Income squeeze stalls Kiserian, Athi River, Kitengela land deals

Income squeeze stalls Kiserian, Athi River, Kitengela land deals

Sakina Hassanali, Co-CEO, Hass Consult

Sakina Hassanali, Co-CEO, Hass Consult.

A tough economy is reducing the flow of buyers who are keen on building their own houses in satellite towns such as Kitengela, Athi River and Kiserian, a new industry report by property market tracker Hass Consult shows.

Kitengela, Athi River and Kiserian have for years remained favourable destination for families seeking to set up homes around Nairobi where one can easily commute from house to office and save on rent costs and grow wealth.

Statistics from Hass Consult show that if an investor committed KES1 million at the end of 2007 in land in Nairobi's satellite, that investment would be worth KES13.23 million today compared with KES7.40 million in value if invested in land in Nairobi suburbs.

According to Hass Consult, an acre of land was going for KES32.3 million on average in these satellite towns between June and September 2025, reflecting a marginal drop of just 0.84 percent during the quarter and 6.6 percent reduction in the 12 months to September.

During the quarter under focus, an acre of land in 18 suburbs across Nairobi was changing hands at about KES224 million.

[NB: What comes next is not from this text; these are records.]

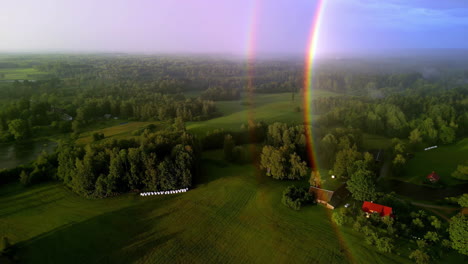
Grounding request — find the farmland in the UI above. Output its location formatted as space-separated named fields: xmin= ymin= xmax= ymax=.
xmin=0 ymin=68 xmax=47 ymax=82
xmin=395 ymin=138 xmax=468 ymax=185
xmin=0 ymin=151 xmax=407 ymax=263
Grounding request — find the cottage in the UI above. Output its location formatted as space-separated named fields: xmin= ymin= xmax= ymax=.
xmin=362 ymin=201 xmax=393 ymax=217
xmin=426 ymin=171 xmax=440 ymax=183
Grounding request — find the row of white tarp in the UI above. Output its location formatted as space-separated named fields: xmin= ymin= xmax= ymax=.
xmin=424 ymin=146 xmax=437 ymax=150
xmin=140 ymin=188 xmax=188 ymax=196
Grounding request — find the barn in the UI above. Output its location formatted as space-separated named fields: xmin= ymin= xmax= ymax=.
xmin=362 ymin=201 xmax=393 ymax=217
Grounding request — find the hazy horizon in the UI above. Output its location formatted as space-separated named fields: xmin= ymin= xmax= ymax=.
xmin=0 ymin=0 xmax=468 ymax=55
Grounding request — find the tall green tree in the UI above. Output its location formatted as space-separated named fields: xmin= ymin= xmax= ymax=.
xmin=347 ymin=161 xmax=377 ymax=201
xmin=223 ymin=134 xmax=236 ymax=161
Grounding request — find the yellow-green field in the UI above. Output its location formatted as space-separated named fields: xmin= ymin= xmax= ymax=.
xmin=0 ymin=151 xmax=409 ymax=264
xmin=187 ymin=91 xmax=336 ymax=135
xmin=77 ymin=120 xmax=166 ymax=144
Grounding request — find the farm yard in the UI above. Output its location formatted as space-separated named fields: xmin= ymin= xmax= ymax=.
xmin=394 ymin=138 xmax=468 ymax=186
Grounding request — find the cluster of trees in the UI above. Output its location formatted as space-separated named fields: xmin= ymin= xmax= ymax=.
xmin=201 ymin=121 xmax=268 ymax=149
xmin=72 ymin=93 xmax=219 ymax=132
xmin=281 ymin=185 xmax=315 ymax=210
xmin=260 ymin=123 xmax=308 ymax=180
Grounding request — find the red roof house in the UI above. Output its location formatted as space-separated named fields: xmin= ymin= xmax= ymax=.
xmin=362 ymin=201 xmax=392 ymax=216
xmin=427 ymin=171 xmax=440 ymax=182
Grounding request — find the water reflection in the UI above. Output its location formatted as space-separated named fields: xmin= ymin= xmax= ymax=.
xmin=0 ymin=141 xmax=57 ymax=169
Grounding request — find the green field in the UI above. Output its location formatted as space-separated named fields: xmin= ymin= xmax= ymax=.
xmin=362 ymin=133 xmax=392 ymax=150
xmin=0 ymin=68 xmax=47 ymax=81
xmin=77 ymin=120 xmax=162 ymax=144
xmin=187 ymin=91 xmax=336 ymax=135
xmin=0 ymin=151 xmax=409 ymax=263
xmin=395 ymin=138 xmax=468 ymax=185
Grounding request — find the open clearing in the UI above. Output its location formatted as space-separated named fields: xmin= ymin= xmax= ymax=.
xmin=77 ymin=120 xmax=162 ymax=144
xmin=0 ymin=150 xmax=409 ymax=264
xmin=187 ymin=90 xmax=337 ymax=135
xmin=395 ymin=138 xmax=468 ymax=185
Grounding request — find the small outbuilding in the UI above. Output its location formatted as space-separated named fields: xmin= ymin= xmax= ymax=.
xmin=426 ymin=171 xmax=440 ymax=183
xmin=362 ymin=201 xmax=393 ymax=217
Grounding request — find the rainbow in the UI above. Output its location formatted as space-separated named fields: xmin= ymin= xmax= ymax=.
xmin=303 ymin=0 xmax=325 ymax=171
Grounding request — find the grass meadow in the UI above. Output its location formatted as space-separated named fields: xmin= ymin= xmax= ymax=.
xmin=187 ymin=90 xmax=336 ymax=136
xmin=395 ymin=138 xmax=468 ymax=185
xmin=0 ymin=68 xmax=47 ymax=81
xmin=0 ymin=150 xmax=409 ymax=263
xmin=77 ymin=120 xmax=165 ymax=144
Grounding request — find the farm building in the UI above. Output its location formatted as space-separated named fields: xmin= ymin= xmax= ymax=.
xmin=309 ymin=184 xmax=350 ymax=209
xmin=362 ymin=201 xmax=393 ymax=217
xmin=426 ymin=171 xmax=440 ymax=183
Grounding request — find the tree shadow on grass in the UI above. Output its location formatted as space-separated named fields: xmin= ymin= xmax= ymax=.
xmin=17 ymin=201 xmax=183 ymax=263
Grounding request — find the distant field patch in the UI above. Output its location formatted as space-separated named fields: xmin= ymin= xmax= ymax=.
xmin=187 ymin=91 xmax=336 ymax=135
xmin=0 ymin=147 xmax=410 ymax=264
xmin=0 ymin=68 xmax=47 ymax=81
xmin=396 ymin=138 xmax=468 ymax=185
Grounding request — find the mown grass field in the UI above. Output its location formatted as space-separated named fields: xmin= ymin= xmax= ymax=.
xmin=395 ymin=138 xmax=468 ymax=185
xmin=187 ymin=91 xmax=336 ymax=136
xmin=0 ymin=151 xmax=409 ymax=264
xmin=0 ymin=68 xmax=47 ymax=81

“Many of these satellite areas, such as Kiserian, Kitengela, and Athi River, have been prime locations for middle class buyers to develop their own family homes in stages and as incomes allowed,” said Sakina Hassanali, Co-CEO, Hass Consult in a statement accompanying the release of Q3 property survey.

She added: “Only areas with strong developer demand are now reporting strong land price growth,” said Sakina Hassanali.

For instance, Nairobi's Spring Valley, which is adjacent to the city's high-end business hub Westlands, leads in property development.

Survey notes that an increasing number of developers targeting Spring Valley are opting for multi-use properties to meet the tastes and preferences of customers in the "rapidly changing character of the area, from exclusively top-of-the-market homes and gardens to a mixed-use area, with commercial properties and apartments."

"This delivered a further increase in land prices in the suburb of 3.6 percent from June to September and 13.3 percent over the year," the report notes in part.

At the same time, Nairobi's suburbs such as Muthaiga which are currently grappling with limited appeal for commercial and multi-occupation due to the scarcity of public transport routes and planning restrictions, suffered, with land prices shedding off 0.2 percent in value between June and September.